We saw so many hardcoded sa passwords (as in hardcoded in the code, can't be changed without recompiling, extremely dumb password put in documentation everywhere) we had to template the reporting item because we got tired of writing about why it was bad every time (the databases were network accessible). Same with hardcoded symmetric encryption keys, which we also had to template to explain that when you distribute the same key to everyone everywhere it's bad, at least 50% of the uses of this are downright scary too.

Then there are entire protocols used for integration between medical devices that don't support any security features whatsoever, not encryption or authentication. This is slowly being fixed, but it's difficult because when you deal with 25 year old devices that can't be updated, it means you can't change the way it works. You can sit on a hospital network and see all sorts of ***go by depending on what types of devices they have. We created an agent based workaround to kinda help with this but no one uses it because if they use it and someone elses ***breaks, they will get blamed (and tbf given how fragile some are, it might actually break something).

There is worse but it's too recent or easily identified for me to smear across the internet. All things considered, I don't usually fault someone for oops-i-accidentally a SQLi somewhere because there are often much worse things going on and they are typically pretty easy to find and fix.

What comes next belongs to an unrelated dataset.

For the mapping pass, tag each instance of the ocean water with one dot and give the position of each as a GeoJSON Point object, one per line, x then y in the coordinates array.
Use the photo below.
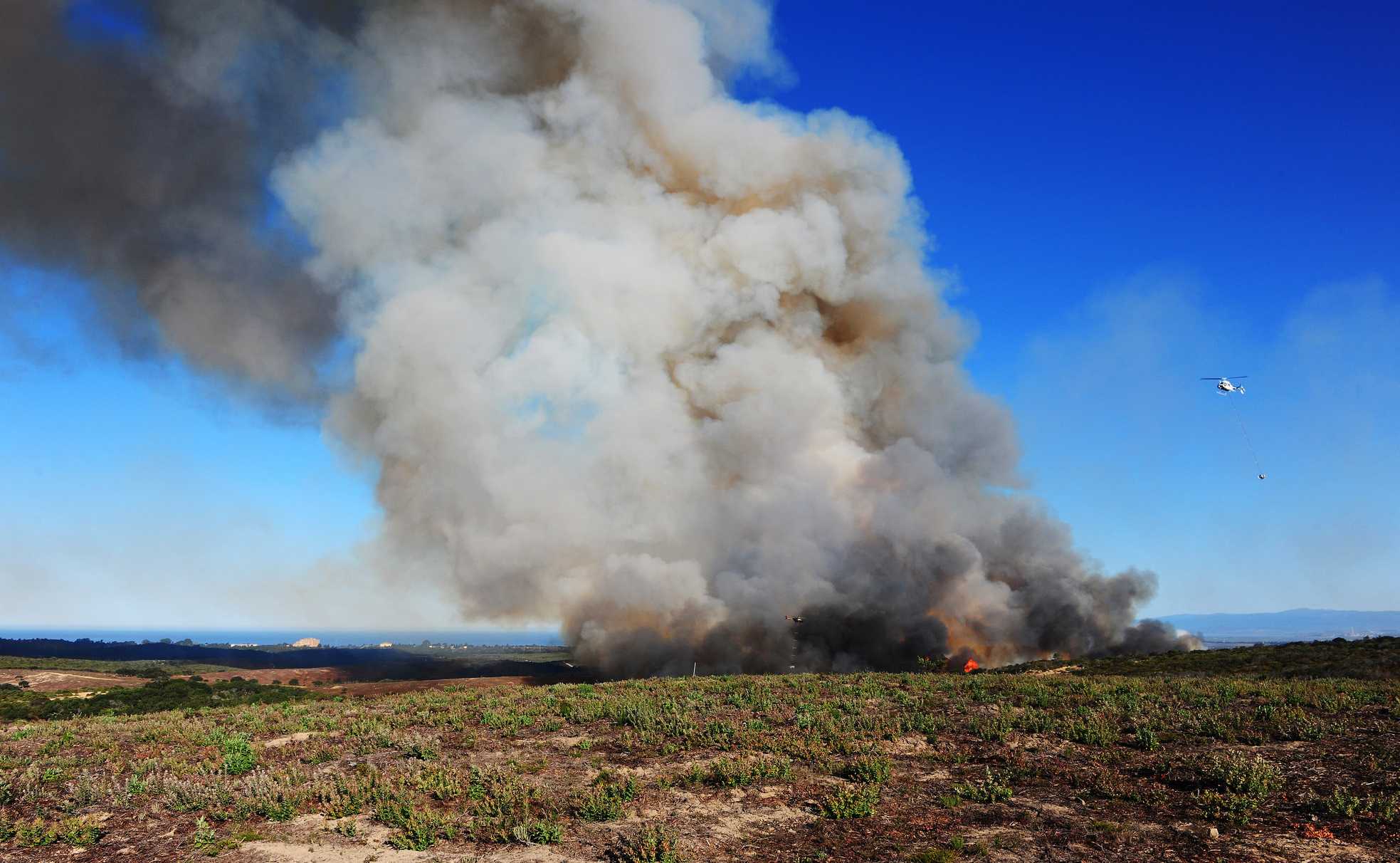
{"type": "Point", "coordinates": [330, 638]}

This is all bad and there is worse, but at least these folks are trying. What really keeps me up at night is the state of the security industry, it's such a *** joke. We've seen reports done against embedded devices that some of our "peers" did and they literally ran a nessus scan and that was it. Against an embedded device. "No findings", well no ***. They love coming in acting like leet h4x0r swinging *** around and treating devs like ***when they've never seen a line of code in their life. I worked with one who didn't know what a compiler was and he was put in charge of application security at a software company (he was actually a great dude and it wasn't entirely his fault). The irony being that if you ask the people who write the software, 90% of the time they know where all the problems are but couldn't get political coverage to fix them, they are more than happy to tell you and more or less kickstart doing the job for you if you don't act like an ***, but that's too hard for most of the industry.

it's always astounding that this ***comes back to legality.

SE could shut horizon down, end of story.

SE likely does not care enough about ffxi (shown in every action that they take) to shut down horizon.

if you made a ff14 private server you would get a C&D faster than you can possibly imagine

Don't hurt your back moving those goalposts.

90% of private server players would never even touch Retail.

This moral high ground you see yourself on is nothing more than a logical fallacy.

Another 5 post account with only horizon crap lol

I just want a private server where I can buy gil for pennies and give an underpaid chinese gilfarmer piloting 30 different characters the same gil I just bought from him to clear all the content for me
wait that's Asura my bad

You think you're proving your point, but what I hear you saying is: 10% of private server players would be playing retail. Seems like they hurt retail then, huh?